Au vu de la jurisprudence et de la doctrine citée, le simple risque de conflit d'intérêts suffit. En particulier, le fait que la banque et le client du recourant ne soient pas véritablement opposés dans le cadre de la procédure pénale concernée n'est pas déterminant tant au regard de la jurisprudence du Tribunal fédéral précitée qu'au vu des circonstances. D'une part, une telle position risque de changer au gré de l'évolution de ladite procédure et d'autre part, le recourant a bien admis qu'il existait un conflit d'intérêts à tout le moins abstrait entre la banque et son client puisqu'il a cessé d'occuper dans deux autres procédures pénales impliquant les mêmes acteurs. C'est d'ailleurs l'élément déterminant : on ne peut raisonnablement admettre qu'il existe un conflit d'intérêts dans deux procédures pénales et qu'il soit absent de la troisième alors que les parties impliquées sont les mêmes.

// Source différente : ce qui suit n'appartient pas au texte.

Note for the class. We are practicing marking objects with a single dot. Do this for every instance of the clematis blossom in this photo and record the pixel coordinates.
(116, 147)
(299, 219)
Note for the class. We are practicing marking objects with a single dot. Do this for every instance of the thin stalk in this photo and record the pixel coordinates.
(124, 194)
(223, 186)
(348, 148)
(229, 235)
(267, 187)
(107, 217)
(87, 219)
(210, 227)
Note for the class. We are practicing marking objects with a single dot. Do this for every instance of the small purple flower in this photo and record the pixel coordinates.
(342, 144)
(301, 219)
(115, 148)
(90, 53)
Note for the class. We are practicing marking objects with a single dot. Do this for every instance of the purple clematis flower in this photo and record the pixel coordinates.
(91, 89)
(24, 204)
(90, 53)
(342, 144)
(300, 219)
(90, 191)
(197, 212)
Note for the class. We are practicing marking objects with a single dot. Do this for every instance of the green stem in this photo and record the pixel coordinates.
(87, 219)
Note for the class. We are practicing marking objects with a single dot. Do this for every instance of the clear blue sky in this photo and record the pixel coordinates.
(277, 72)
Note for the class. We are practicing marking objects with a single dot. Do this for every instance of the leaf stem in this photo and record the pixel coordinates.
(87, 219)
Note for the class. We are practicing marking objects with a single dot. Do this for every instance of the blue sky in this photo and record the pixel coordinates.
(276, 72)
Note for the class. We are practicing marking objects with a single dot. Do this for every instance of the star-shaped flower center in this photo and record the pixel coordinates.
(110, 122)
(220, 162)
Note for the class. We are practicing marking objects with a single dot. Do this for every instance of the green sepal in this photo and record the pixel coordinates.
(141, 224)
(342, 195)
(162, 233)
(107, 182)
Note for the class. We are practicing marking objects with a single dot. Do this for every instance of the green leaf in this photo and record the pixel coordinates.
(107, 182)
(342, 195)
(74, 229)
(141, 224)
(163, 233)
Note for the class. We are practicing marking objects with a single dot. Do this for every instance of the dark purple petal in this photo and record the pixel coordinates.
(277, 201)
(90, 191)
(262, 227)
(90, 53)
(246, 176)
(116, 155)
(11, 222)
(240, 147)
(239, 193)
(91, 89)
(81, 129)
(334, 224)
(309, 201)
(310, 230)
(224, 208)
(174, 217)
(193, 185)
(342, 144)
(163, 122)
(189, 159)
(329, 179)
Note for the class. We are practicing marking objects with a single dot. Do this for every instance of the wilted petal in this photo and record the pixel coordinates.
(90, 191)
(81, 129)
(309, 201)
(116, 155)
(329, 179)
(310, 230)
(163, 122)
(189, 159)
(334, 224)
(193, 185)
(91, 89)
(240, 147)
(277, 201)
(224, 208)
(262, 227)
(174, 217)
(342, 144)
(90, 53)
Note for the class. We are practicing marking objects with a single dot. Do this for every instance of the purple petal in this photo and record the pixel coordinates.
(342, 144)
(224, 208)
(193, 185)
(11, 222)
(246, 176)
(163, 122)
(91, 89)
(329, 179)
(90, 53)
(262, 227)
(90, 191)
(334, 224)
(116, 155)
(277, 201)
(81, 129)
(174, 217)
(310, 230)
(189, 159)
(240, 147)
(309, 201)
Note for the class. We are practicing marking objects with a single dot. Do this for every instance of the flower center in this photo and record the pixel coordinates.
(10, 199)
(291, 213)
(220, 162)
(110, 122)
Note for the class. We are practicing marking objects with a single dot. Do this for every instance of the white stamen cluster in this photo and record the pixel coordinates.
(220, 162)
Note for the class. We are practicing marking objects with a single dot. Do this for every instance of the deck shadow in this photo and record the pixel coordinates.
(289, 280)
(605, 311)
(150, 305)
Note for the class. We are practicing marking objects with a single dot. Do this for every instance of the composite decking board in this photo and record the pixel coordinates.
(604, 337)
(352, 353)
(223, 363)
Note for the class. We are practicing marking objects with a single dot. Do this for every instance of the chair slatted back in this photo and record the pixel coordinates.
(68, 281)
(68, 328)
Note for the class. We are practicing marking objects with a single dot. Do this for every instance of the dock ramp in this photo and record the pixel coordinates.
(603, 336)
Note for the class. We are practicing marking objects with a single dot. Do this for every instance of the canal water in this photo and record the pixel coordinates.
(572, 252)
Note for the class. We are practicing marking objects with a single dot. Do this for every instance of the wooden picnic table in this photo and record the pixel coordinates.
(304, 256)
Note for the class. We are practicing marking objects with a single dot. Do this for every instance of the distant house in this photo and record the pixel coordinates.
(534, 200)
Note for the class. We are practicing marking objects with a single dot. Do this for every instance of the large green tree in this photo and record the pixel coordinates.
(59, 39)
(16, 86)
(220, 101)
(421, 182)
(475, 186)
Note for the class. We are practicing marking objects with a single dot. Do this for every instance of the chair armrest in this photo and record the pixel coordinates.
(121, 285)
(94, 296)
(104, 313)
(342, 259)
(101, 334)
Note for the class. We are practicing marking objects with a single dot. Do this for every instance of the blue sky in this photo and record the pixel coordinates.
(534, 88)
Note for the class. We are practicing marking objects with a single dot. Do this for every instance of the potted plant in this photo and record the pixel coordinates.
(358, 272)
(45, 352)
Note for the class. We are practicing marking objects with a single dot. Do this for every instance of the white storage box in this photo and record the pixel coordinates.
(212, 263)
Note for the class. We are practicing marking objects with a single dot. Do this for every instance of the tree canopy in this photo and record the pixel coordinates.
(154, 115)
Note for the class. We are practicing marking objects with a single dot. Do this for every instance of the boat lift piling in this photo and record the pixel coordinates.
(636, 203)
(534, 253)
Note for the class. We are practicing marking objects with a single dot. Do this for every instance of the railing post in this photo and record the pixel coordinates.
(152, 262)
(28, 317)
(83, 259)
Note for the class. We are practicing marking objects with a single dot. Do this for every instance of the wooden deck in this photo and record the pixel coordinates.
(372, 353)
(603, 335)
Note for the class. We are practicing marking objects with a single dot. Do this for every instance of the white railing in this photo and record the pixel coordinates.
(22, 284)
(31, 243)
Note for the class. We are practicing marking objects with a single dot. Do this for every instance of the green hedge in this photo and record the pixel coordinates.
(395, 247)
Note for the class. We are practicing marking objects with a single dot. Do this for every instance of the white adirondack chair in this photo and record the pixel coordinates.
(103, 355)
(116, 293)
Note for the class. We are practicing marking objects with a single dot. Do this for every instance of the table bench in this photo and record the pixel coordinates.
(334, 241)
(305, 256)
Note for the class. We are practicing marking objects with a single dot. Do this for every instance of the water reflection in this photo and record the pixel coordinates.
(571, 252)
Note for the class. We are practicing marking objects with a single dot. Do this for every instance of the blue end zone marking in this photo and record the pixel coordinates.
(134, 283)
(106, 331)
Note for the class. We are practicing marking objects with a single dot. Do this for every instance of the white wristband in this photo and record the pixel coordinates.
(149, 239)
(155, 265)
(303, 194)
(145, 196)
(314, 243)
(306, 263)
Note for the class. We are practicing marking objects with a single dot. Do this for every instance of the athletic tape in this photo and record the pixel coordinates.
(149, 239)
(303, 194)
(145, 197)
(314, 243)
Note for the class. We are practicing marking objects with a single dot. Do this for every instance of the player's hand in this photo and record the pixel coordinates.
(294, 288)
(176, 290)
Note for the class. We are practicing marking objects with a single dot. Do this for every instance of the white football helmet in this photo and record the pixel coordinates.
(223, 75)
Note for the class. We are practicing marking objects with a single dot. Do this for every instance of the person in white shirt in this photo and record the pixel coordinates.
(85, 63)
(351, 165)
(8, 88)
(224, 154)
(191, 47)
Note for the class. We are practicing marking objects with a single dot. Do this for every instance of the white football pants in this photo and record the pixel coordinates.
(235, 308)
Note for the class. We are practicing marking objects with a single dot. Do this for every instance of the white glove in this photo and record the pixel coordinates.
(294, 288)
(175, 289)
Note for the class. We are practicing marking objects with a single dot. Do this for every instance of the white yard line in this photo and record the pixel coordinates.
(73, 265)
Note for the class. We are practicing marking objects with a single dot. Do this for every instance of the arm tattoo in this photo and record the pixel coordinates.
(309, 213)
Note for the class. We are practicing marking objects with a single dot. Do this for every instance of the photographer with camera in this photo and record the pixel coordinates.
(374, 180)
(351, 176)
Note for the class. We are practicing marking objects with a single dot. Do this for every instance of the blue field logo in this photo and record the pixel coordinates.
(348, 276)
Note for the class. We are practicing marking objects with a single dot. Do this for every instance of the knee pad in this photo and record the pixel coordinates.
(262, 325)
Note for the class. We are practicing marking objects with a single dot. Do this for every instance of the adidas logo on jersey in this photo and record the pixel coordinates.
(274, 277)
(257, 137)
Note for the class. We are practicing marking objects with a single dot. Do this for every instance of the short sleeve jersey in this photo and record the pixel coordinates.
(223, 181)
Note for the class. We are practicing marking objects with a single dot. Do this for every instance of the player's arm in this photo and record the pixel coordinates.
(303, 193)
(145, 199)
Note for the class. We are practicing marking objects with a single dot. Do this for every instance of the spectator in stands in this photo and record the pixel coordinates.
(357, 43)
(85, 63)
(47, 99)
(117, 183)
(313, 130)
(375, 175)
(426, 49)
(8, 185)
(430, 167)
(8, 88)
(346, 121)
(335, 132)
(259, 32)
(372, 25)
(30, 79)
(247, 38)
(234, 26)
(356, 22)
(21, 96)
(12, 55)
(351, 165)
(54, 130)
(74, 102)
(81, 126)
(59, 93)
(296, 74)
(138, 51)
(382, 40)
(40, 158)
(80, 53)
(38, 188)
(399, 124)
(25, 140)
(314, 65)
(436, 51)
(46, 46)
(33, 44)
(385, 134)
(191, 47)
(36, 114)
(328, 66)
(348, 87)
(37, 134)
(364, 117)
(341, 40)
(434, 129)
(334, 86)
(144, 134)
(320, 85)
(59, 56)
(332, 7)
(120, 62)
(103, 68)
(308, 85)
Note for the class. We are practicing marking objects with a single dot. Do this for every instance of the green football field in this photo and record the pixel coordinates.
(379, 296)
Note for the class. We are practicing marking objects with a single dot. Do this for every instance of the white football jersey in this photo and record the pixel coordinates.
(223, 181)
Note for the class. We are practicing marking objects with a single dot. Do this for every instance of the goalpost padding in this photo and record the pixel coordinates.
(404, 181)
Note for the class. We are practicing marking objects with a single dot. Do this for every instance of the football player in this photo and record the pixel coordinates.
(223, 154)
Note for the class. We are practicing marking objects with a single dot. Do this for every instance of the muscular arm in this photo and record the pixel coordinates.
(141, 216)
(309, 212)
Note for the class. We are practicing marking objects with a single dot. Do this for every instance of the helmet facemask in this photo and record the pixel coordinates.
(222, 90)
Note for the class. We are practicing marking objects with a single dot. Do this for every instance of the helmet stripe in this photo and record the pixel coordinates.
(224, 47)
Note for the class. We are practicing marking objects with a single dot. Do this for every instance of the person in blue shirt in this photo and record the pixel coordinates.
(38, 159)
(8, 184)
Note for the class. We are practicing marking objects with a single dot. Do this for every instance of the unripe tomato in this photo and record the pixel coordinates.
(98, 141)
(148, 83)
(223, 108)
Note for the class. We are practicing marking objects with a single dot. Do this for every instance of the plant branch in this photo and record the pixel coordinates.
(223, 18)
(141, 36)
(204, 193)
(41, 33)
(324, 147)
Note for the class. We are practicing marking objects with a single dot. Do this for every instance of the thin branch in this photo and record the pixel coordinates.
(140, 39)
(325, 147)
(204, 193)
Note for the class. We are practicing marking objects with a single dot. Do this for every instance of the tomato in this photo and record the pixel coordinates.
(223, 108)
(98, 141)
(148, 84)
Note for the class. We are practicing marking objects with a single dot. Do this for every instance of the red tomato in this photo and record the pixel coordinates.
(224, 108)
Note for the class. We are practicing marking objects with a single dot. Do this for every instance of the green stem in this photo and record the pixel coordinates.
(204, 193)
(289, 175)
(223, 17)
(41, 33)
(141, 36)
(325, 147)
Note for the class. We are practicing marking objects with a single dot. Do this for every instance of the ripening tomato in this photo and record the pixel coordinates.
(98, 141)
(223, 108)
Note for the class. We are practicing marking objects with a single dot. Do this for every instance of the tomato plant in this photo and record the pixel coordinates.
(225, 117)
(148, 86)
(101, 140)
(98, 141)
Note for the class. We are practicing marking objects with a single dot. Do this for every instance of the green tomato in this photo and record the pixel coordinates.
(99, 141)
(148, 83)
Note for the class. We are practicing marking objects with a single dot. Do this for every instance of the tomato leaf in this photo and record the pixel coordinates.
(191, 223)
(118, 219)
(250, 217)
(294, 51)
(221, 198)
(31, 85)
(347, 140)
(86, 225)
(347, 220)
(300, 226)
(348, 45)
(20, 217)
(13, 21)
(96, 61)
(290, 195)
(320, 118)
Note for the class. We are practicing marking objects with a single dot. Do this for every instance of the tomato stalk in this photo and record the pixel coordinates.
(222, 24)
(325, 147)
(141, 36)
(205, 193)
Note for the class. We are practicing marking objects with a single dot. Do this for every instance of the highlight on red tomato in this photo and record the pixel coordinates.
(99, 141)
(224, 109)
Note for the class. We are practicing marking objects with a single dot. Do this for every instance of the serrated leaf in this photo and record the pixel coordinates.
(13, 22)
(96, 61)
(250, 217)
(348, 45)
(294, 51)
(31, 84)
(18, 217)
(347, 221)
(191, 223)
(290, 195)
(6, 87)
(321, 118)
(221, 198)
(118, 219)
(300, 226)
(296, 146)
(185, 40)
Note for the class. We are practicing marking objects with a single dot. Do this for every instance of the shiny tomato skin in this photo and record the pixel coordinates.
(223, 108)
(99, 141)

Pour le surplus, le fait que la banque se soit engagée à rémunérer le client du recourant en cas d'acquittement indique que la banque et l'intervenant poursuivent des buts opposés. En effet, la banque a un intérêt économique à obtenir une condamnation de M. P______ à tout le moins pour diminuer ses frais.

Certes, les procédures diligentées à l'encontre de M. B______ et dans lesquelles l'associé du recourant assurait la défense de la banque sont terminées. Cependant, leur épilogue est extrêmement récent puisque dans son courrier d'avril 2008, le juge d'instruction du canton de Vaud a indiqué qu'il venait de clôturer les deux derniers dossiers. De plus, les procédures initiées à l'encontre de M. B______ et celle qui implique M. P______ ne sont pas dépourvues de toute connexité. En effet M. B______ était débiteur de la banque du temps où l'intervenant était organe de celle-ci et dans le cadre de la procédure litigieuse il est précisément reproché au client du recourant d’avoir constitué des provisions insuffisantes.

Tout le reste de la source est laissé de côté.